So, if you are going to have an office or a factory or other brick and mortar business, you need to choose the location carefully.  Perhaps the most important consideration is where are you going to find the best people to fit your organization.  Do you need a college-educated workforce?  Does your business rely on IT professionals?  Is your location in a city and state where candidates would like to move to if given the chance?

Often times companies think first (and only) about cost.  Where land and rents are cheap is not necessarily where you will find the best staff for your particular industry.

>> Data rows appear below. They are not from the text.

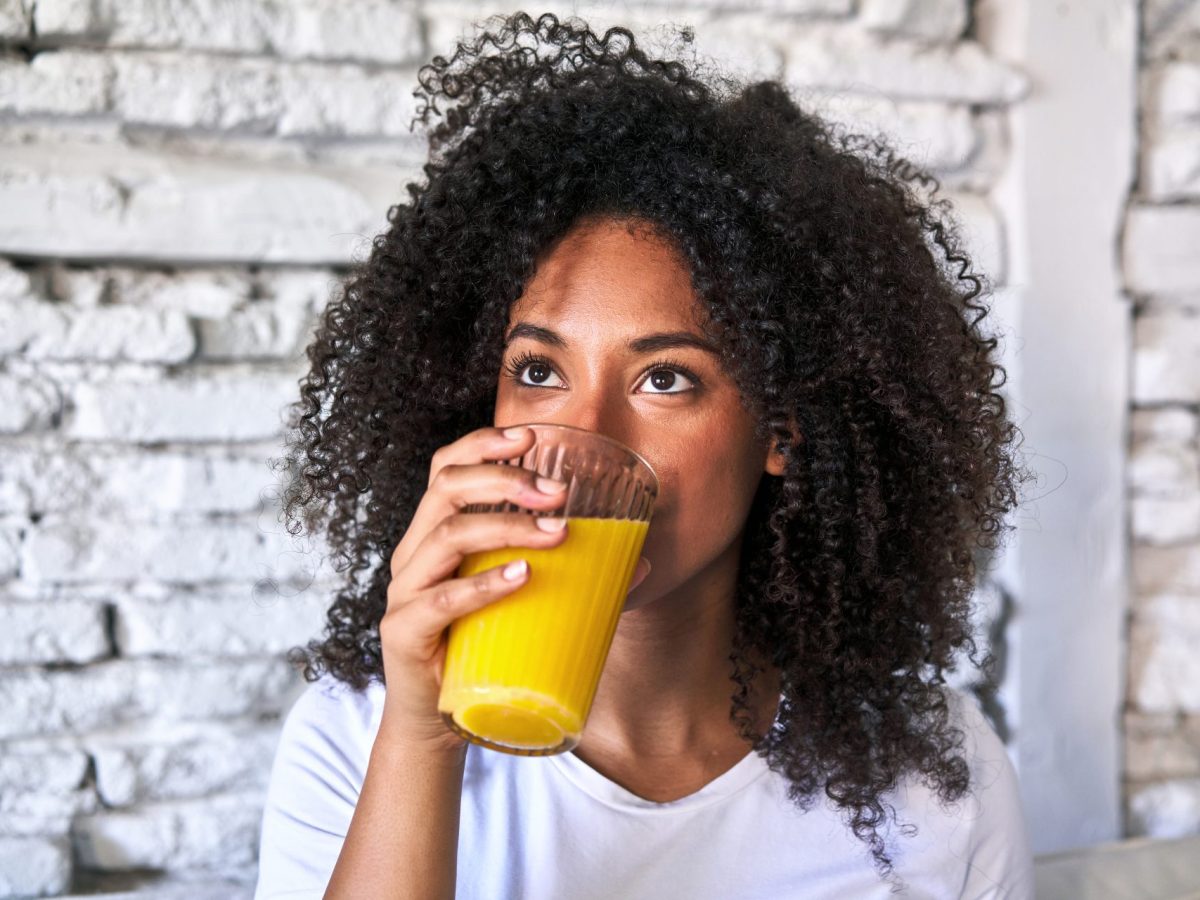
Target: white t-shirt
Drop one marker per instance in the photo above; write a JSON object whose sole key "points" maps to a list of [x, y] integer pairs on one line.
{"points": [[553, 828]]}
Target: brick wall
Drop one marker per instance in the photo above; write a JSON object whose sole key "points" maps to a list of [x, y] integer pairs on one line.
{"points": [[181, 184], [1162, 268]]}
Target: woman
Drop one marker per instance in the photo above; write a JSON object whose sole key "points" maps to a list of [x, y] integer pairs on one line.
{"points": [[779, 324]]}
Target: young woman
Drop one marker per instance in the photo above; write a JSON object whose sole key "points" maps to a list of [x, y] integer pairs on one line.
{"points": [[778, 322]]}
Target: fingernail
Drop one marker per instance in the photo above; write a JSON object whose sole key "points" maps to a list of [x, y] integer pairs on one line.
{"points": [[550, 486]]}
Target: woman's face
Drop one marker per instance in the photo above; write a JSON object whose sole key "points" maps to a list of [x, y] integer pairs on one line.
{"points": [[574, 358]]}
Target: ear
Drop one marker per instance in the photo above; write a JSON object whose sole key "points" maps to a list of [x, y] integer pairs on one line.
{"points": [[775, 460]]}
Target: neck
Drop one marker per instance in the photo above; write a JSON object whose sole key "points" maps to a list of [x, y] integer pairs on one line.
{"points": [[666, 688]]}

9. Mistakes happen, own them

Nobody wants to admit when they have made an error.  Companies are particularly loathe to do so when that admission might cost them money.  While JND prides itself on the quality of its work, in our industry, with hundreds of millions of class members and tens of millions of claims a year, it is impossible to be perfect.  In the few instances when we have made a mistake, we have let our clients know and we have accepted financial responsibility.  It might sting at the time, but in the long run, clients come to understand that they can trust you and that you have their backs.  Particularly in our industry, there is nothing worse than hiring an administrator who hides the ball.  With the amount of scrutiny involved in these cases, the truth will come to light.  It is better to hold yourself accountable than wait for others to do so.


10. Hire the right CFO

While some of this advice might seem ethereal, this last item is a simple, practical step.  As your business grows, so will financial issues and headaches.  The right CFO will help you navigate these issues in a way that protects the company and its assets.  The problem is a good CFO is expensive and it is difficult to rationalize paying that much money to someone who isn’t helping build the business in terms of client development, client service or product development at the beginning.  JND cheaped out early in our existence and hired people like bookkeepers and controllers, instead of a real CFO.  (Go back and re-read section 6.)

Once we realized that we were hamstringing ourselves by treating finance as an afterthought, we went out and hired Flora Bian.  Her addition to our company was instrumental in our growth and she was invaluable during acquisitions.  The right CFO can help your business in many ways besides handling the books.